As an entrepreneur who owns a business, how can you support the women you hire? Fortunately, there are dozens of creative ways to achieve that goal. In addition to serving as a mentor to select individuals, you can also cosign for their student loans, offer varied packages of benefits, set up thrift savings plans, support single parents, set fair rates of pay, and reimburse the cost of continuing education courses. While few owners can do all those things, consider the following options, and choose the ones that work best for your organization.
Be a Mentor
It costs nothing but time to be a mentor to new hires. In larger corporations, there are formal mentorship programs in which entry-level employees can apply and get matched to mentors. As the owner of a small business, you don’t have the chance to offer intricate arrangements like that, but you do have the power to make some of your time available to young women who could use helpful career advice, occasional suggestions, honest feedback about performance, and more. Serving in a mentorship role can take almost any form you want, from weekly discussions to random meetups. Some of the world’s most successful business leaders took advantage of mentoring programs when they were young. Consider making the opportunity available for the people who work for you.
Cosign for Student Loans
Many of those who work for you need to complete an unfinished college degree or start one from scratch. When you make the commitment to cosign for their loans, it not only gives them a much greater chance for approval but also helps applicants get more competitive interest rates. For them, even a slightly lower rate means paying substantially less over the entire life of the loan agreement. As an entrepreneur, you can become an Earnest cosigner for student loans for as many employees as you wish. Note that being a cosigner is a win-win situation because workers tend to remain loyal to employers who serve as cosigners and get a college education they might have missed. Helping young women succeed is about giving them the tools to build long-term careers.
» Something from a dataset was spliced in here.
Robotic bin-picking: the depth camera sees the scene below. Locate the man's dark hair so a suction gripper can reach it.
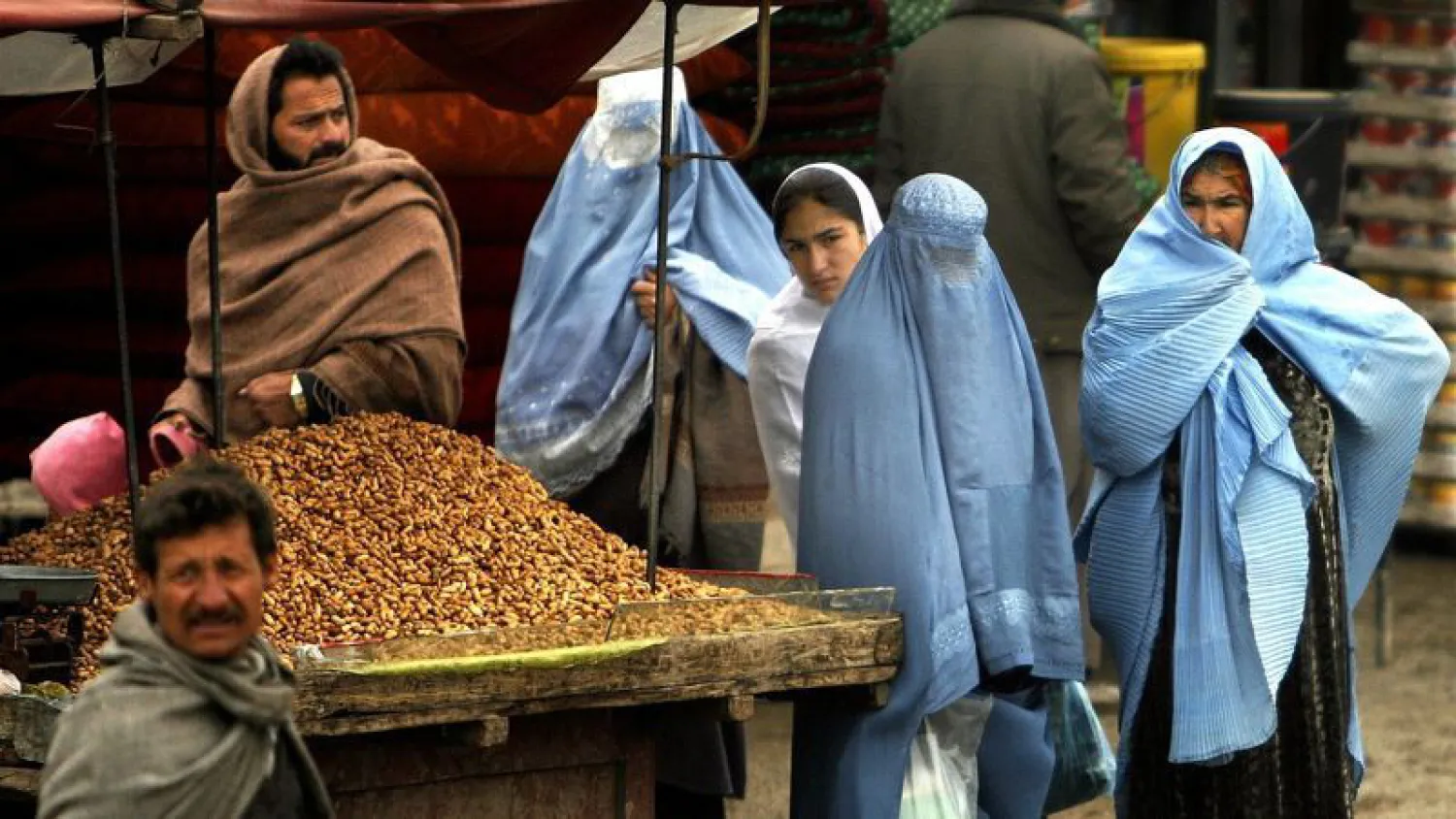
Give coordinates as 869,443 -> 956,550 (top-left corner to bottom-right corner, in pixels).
774,167 -> 865,239
268,36 -> 354,122
136,455 -> 279,576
Offer Variable Benefits Packages
Menu format benefits packages are immensely popular with younger workers, particularly women who are exploring career paths, going to school on the side, and acquiring basic office experience. One of the most helpful ways to introduce them to the working world is to design a varied list of benefits from which they can choose. For employers who can’t effort to offer dozens of plans, programs, reimbursement schemes, and savings matching arrangements, the menu method is a wise way to go. You save money by not having to pay for dozens of benefits, but your workers can select the three or four for which they have the greatest need.
Make Thrift Savings Plans Available
Very small startups and micro businesses can sometimes only afford to give new hires one or two extras. In the standard thrift savings plan (TSP), owners match a specific percentage of the amount employees contribute to the account, usually between one and five percent. There are limits on most TSPs. Large corporate versions might match 5% of the amount the worker puts in, up to an annual maximum of $10,000. Whatever limits you set, be sure to explain the details of the plan to new hires so they understand that they can boost their accounts substantially just by making regular contributions.
Support Single Parents
For single mothers who need to work, there are multiple obstacles. As an employer, you can remove several of them and thus create a more tolerable environment for younger people who choose to work for you. What do single mothers want in a job? For many, subsidized daycare is at or near the top of their wish list. Other preferences include matched savings plans, flexible schedules, career paths, on the job training for advanced skills, tuition reimbursement, and bus passes.
Set Fair, Uniform Pay Rates
A subtle but immensely important way to support the young women in your employ is to set fair, consistent rates of pay. Regardless of your industry’s or state’s official guidelines and laws, consider going above and beyond official requirements to make sure that all people who do the same work receive the same pay. Women thrive in merit-based professional environments where consistency and single standards for hiring, pay, promotion, and financial bonuses are company policy.
Pay for Continuing Education Classes
In addition to tuition reimbursement for stand-alone college courses, supportive companies make sure to cover all expenses associated with mandatory continuing education units (CEUs). Whether needed for licenses, certification, or professional advancement, arrange to pay the total cost of CEUs for all your workers who need to keep licenses and other credentials up to date. For female professionals in the early part of their working lives, course fees for these kinds of courses can become a financial burden.